Доложив необыкновенное дело гренадера Старынчука, дивизионный аудитор опустил руки по швам и замолчал. Это был долгоносый чиновник, в черном мундире, с лицом переодетого иезуита. Подготовляя дело к докладу, он совершенно не думал ни о Старынчуке, ни о том, почему Старынчук оскорбил главнокомандующего, ни о самом главнокомандующем. Зато над фактической стороной дела он очень добросовестно поработал, и в постановлении суда, которое было им составлено, излагалась подробнейшим образом вся история рекрута. Поэтому аудитор решительно не понимал, почему один из членов суда, дивизионный квартирмейстер, прапорщик Полчанинов, не только заявлял при судоговорении какое-то особое мнение, но еще и отказался подписать приговор. Есть подписи презуса, членов суда, самого аудитора, а подписи Полчанинова нет. Впрочем, обстоятельство это ничего не меняло в итоге дела. Преступление было так чудовищно, что, по регламенту Петра Великого, полагалась за него смертная казнь четвертованием. Суд приговорил Старынчука к отсечению головы, согласно артикулам императрицы Анны. Но, в соответствии с подобными случаями, имевшими место после 1740 года, аудитор полагал, что начальник дивизии, которому принадлежало право конфирмации приговора, мог заменить его простым расстрелянием.

Принц Карл Мекленбургский взял перо и задумался. «Das ist schreicklich[84]! Без науки побеждать можно, а без дисциплины — никогда! С такими солдатами, как Старынчук, нельзя победить Наполеона. Хорошо ли я сделал, что связал свою судьбу с армией и народом, которые не могут быть победителями?» От этой досадной мысли у принца возникло такое ощущение, как будто горчица подступила к носу. Это происходило с ним довольно часто вероятно, от полнокровия. Тогда он закрывал глаза и отчаянно махал рукой, как делают обыкновенно люди, чихая. Нечто подобное случилось с ним и теперь, в ту самую минуту, когда он собирался конфирмовать приговор. Наконец приступ щекотания в носу кончился. Принц раскрыл глаза и увидел на пороге шалаша чернявую фигуру полковника князя Кантакузена и робко ступавшего за ним прапорщика Полчанинова. Полковник был взволнован, смуглое лицо его пылало, и он прямо с порога, без всяких обиходных церемоний, шагнул к столу, за которым сидел принц.

— Par quel hasarad vous trouvez-vous ici, prince?[85] — спросил его удивленный начальник дивизии.
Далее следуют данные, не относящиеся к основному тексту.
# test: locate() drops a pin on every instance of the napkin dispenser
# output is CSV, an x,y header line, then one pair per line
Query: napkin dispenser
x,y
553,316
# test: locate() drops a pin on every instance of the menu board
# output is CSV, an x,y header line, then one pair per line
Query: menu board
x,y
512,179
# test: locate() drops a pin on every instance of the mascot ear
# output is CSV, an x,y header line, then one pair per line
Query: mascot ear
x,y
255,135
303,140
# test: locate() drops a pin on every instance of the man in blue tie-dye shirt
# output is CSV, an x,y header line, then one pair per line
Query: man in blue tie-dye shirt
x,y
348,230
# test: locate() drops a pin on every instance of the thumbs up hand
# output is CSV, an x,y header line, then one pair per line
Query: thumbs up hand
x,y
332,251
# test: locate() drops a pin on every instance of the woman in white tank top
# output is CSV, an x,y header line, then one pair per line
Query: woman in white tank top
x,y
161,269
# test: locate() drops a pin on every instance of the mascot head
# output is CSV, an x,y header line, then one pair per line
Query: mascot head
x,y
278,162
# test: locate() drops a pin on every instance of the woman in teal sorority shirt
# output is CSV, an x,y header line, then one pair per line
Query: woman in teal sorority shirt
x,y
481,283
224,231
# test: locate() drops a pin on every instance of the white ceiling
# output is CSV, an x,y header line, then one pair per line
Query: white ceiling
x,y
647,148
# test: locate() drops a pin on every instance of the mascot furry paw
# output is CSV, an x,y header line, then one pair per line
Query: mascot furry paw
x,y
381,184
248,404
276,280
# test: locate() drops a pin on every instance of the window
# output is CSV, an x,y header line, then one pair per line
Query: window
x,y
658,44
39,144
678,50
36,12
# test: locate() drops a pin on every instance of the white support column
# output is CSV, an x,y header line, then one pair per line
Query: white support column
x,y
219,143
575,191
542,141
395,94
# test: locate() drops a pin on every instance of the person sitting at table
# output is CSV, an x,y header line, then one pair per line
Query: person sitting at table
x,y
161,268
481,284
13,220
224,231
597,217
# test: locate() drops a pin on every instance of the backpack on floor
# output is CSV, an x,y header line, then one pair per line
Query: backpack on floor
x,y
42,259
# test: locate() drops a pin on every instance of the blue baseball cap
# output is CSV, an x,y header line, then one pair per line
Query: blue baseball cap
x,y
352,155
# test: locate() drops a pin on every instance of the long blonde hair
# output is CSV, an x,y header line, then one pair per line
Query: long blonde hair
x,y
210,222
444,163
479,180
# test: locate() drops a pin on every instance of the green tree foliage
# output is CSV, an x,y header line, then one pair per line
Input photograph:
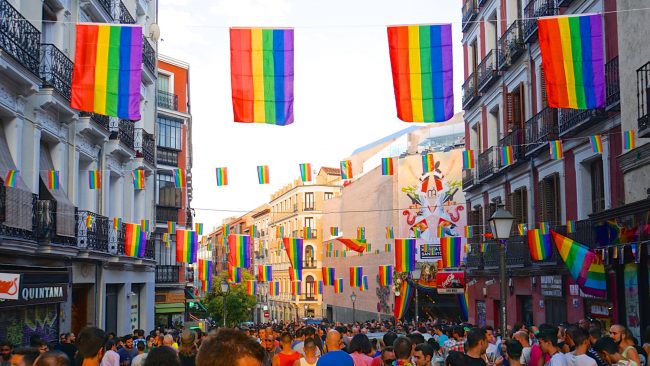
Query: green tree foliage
x,y
239,304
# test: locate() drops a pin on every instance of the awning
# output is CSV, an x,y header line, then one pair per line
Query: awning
x,y
175,307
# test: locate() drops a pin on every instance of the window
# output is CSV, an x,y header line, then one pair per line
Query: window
x,y
169,132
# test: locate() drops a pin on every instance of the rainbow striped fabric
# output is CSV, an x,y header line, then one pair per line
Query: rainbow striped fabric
x,y
94,179
107,70
421,62
387,166
187,246
539,245
450,248
404,255
261,62
385,275
346,169
572,57
222,176
263,174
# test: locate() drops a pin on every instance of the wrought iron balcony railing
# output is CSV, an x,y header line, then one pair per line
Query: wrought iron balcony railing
x,y
56,70
19,38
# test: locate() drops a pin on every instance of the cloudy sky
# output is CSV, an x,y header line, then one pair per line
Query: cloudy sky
x,y
343,88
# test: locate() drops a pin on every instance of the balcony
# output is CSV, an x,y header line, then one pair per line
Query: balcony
x,y
511,45
94,238
167,100
470,91
470,12
541,129
488,72
533,10
19,38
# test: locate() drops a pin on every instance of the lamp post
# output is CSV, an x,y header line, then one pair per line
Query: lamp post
x,y
501,224
225,288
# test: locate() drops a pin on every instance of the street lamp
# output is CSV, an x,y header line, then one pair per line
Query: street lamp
x,y
225,288
501,225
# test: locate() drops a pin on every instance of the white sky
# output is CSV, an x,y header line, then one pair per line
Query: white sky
x,y
343,88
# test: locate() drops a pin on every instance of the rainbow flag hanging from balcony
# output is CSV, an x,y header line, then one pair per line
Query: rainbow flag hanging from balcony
x,y
422,67
261,62
107,70
572,57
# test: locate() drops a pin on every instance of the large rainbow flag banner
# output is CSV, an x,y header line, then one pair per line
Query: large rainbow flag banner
x,y
261,71
422,66
404,255
572,57
108,70
585,266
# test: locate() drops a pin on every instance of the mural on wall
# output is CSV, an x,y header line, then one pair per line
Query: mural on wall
x,y
431,200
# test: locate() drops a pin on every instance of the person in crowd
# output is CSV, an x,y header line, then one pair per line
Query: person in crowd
x,y
230,347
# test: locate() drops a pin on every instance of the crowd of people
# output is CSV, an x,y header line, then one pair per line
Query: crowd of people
x,y
371,343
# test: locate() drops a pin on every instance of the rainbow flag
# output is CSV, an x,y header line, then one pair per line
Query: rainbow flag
x,y
539,245
421,62
263,174
387,166
404,255
138,178
356,273
187,246
222,176
293,247
385,275
468,159
572,57
134,242
107,70
346,169
94,179
596,143
507,155
53,179
450,248
428,164
261,61
584,265
555,148
628,140
11,179
239,250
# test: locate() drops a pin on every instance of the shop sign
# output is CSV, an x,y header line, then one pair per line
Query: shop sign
x,y
452,282
551,286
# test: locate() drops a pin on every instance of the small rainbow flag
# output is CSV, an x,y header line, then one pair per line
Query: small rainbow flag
x,y
385,275
346,169
387,167
138,178
222,176
305,172
94,179
596,143
468,159
555,147
263,174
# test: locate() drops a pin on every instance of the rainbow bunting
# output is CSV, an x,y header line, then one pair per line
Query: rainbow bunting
x,y
387,166
539,245
107,70
261,73
385,275
94,179
422,67
572,57
404,255
450,248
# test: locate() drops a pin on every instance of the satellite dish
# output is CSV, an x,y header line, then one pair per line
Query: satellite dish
x,y
154,32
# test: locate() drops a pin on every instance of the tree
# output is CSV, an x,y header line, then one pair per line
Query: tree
x,y
238,303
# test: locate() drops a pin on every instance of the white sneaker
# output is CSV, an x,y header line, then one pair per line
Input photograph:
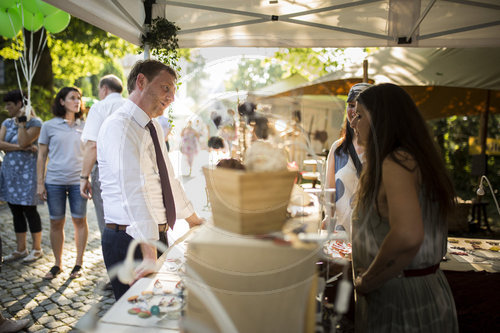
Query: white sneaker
x,y
34,255
16,255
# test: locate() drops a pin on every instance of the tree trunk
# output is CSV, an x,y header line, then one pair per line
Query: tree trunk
x,y
43,77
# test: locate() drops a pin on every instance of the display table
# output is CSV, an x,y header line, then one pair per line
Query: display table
x,y
117,319
474,279
461,255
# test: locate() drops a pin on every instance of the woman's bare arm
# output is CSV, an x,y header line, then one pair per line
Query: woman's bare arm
x,y
406,234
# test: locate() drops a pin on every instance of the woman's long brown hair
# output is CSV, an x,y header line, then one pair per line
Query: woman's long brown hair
x,y
397,125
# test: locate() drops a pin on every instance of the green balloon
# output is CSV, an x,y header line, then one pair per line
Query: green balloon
x,y
30,5
56,22
10,29
45,8
32,22
7,3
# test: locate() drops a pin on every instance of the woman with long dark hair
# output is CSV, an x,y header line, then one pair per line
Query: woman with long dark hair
x,y
399,224
60,142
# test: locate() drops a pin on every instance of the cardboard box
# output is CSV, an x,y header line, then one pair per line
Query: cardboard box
x,y
249,202
262,286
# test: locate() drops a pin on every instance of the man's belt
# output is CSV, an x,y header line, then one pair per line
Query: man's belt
x,y
116,227
421,272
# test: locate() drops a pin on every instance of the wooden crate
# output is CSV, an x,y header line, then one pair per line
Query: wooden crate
x,y
249,202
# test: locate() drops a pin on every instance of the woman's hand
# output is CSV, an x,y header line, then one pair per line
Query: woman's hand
x,y
42,192
360,283
361,286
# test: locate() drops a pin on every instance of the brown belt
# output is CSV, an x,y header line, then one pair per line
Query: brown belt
x,y
116,227
421,272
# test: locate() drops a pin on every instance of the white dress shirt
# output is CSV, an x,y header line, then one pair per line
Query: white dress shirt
x,y
130,182
98,113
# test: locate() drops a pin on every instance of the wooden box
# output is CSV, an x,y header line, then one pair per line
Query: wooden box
x,y
249,202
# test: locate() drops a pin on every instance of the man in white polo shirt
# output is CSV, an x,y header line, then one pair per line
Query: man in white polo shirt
x,y
142,198
110,89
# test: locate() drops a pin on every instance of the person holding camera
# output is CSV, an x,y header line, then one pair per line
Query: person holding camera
x,y
18,139
60,142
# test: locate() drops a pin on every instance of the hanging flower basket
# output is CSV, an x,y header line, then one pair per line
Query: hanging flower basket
x,y
162,40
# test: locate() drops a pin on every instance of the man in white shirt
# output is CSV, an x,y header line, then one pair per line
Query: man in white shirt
x,y
110,89
131,177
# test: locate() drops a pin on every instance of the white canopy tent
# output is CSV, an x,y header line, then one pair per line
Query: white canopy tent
x,y
443,82
301,23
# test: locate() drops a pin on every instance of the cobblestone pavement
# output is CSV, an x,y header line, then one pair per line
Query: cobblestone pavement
x,y
56,305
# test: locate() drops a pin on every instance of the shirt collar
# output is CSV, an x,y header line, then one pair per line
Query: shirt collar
x,y
63,121
113,95
138,114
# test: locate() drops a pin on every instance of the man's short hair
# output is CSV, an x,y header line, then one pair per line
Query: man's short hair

— Простите, ваша светлость, — отвечал, нисколько не смущаясь, Кантакузен, — что с разбегу к вам вторгся. Спешил весьма, но дело того требует. Иди, иди, почтеннейший! — ободрил он Полчанинова. — Я взял с собой этого фендрика[86] в надежде на то, что он лучше меня объяснит вашей светлости…

— Хорошо, что вы его взяли. Сейчас я крепко проберу этого молодого якобинца.
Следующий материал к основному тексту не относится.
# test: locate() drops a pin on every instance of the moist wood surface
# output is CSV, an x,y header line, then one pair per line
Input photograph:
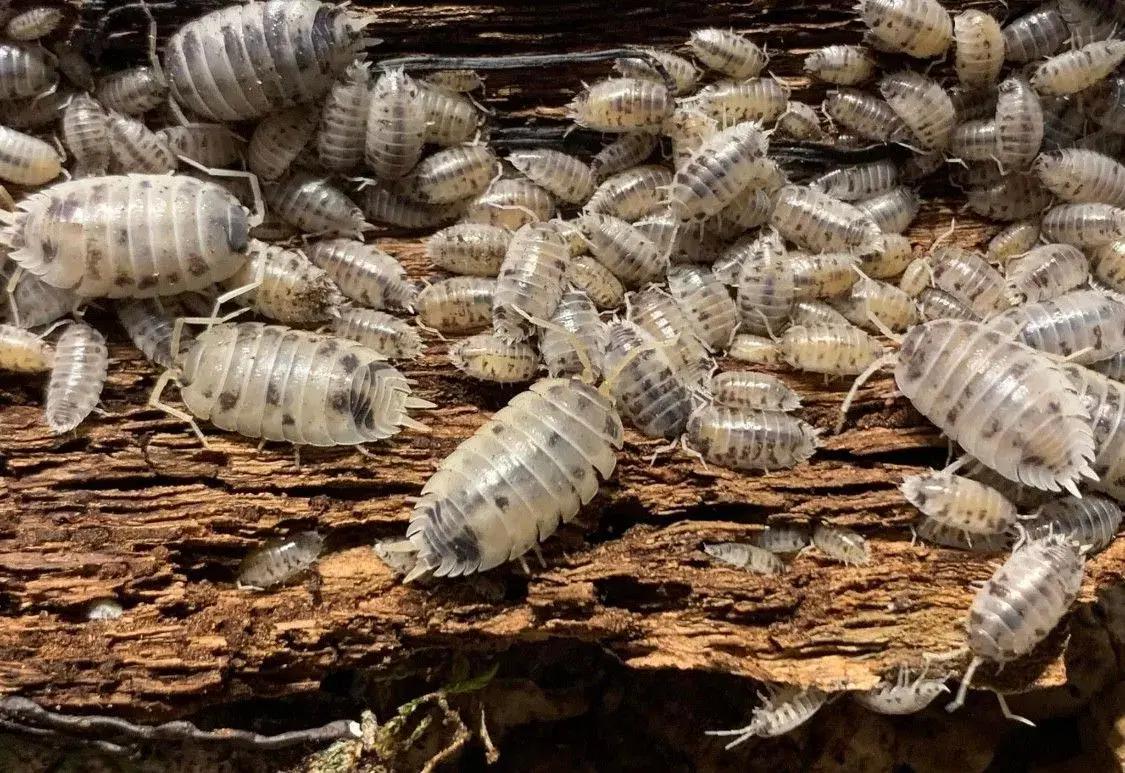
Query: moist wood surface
x,y
132,506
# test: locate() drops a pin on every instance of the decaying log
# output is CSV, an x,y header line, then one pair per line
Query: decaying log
x,y
132,506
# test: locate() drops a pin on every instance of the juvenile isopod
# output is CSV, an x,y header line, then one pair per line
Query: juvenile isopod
x,y
487,358
1045,272
783,709
365,273
727,52
1023,601
78,375
1072,71
279,560
132,91
136,147
342,133
243,62
960,503
294,386
390,336
901,697
822,223
26,160
279,138
469,248
748,557
510,486
833,350
840,64
24,352
748,389
979,48
622,105
577,338
457,305
74,235
564,176
710,309
842,545
452,174
315,205
923,105
531,280
647,389
34,23
864,114
396,126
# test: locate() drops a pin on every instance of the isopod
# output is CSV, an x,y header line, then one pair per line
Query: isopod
x,y
396,126
510,486
748,557
279,138
840,64
243,62
622,105
390,336
748,389
728,52
26,160
78,374
315,205
564,176
457,305
842,545
1023,601
342,135
487,358
73,235
279,560
365,273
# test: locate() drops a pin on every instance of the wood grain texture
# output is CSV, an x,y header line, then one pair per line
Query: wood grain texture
x,y
132,506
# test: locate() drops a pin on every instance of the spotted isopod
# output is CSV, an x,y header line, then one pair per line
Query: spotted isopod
x,y
78,374
748,389
979,48
457,305
923,105
822,223
23,351
1023,601
487,358
315,205
243,62
452,174
365,273
710,309
531,467
1045,272
564,176
279,138
840,64
648,389
783,710
622,105
469,248
577,315
73,235
901,695
279,560
748,557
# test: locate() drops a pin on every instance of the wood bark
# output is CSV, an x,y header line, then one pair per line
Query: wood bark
x,y
132,506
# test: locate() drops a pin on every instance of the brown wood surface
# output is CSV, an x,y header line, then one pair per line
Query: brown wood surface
x,y
133,506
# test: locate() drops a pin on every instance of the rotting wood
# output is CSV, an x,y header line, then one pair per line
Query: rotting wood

— Вы его плохо знаете, ваша светлость. Он сам проберет кого угодно. С виду — красная девица, а в горячке — Люцифер! Но сердце доброе и из глубины растет. Таким он и заявился в суде над гренадером Старынчуком. Осмелюсь и я доложить, что солдат этот меньше повинен, чем то казаться может. А уж коли всю правду говорить, то и не он повинен, а другие…

— Вы бог знает что говорите, князь! — возмутился принц. — Я только что видел дело. Он действительно назвал главнокомандующего изменником. Следовательно…

— Ей-ей, ничего не следует! Не знаю, что в деле написано, но уж, наверно, не написано, что за два дня до происшествия командир пятого корпуса благоверный государь цесаревич Константин Павлович самолично перед гренадерами то же говорил. Слова гнусного не изволил его высочество произносить, но все, что надобно для рождения его в темной солдатской душе, сказал. Старынчук же по-своему повторил. Свету мало, а теплоты много вот…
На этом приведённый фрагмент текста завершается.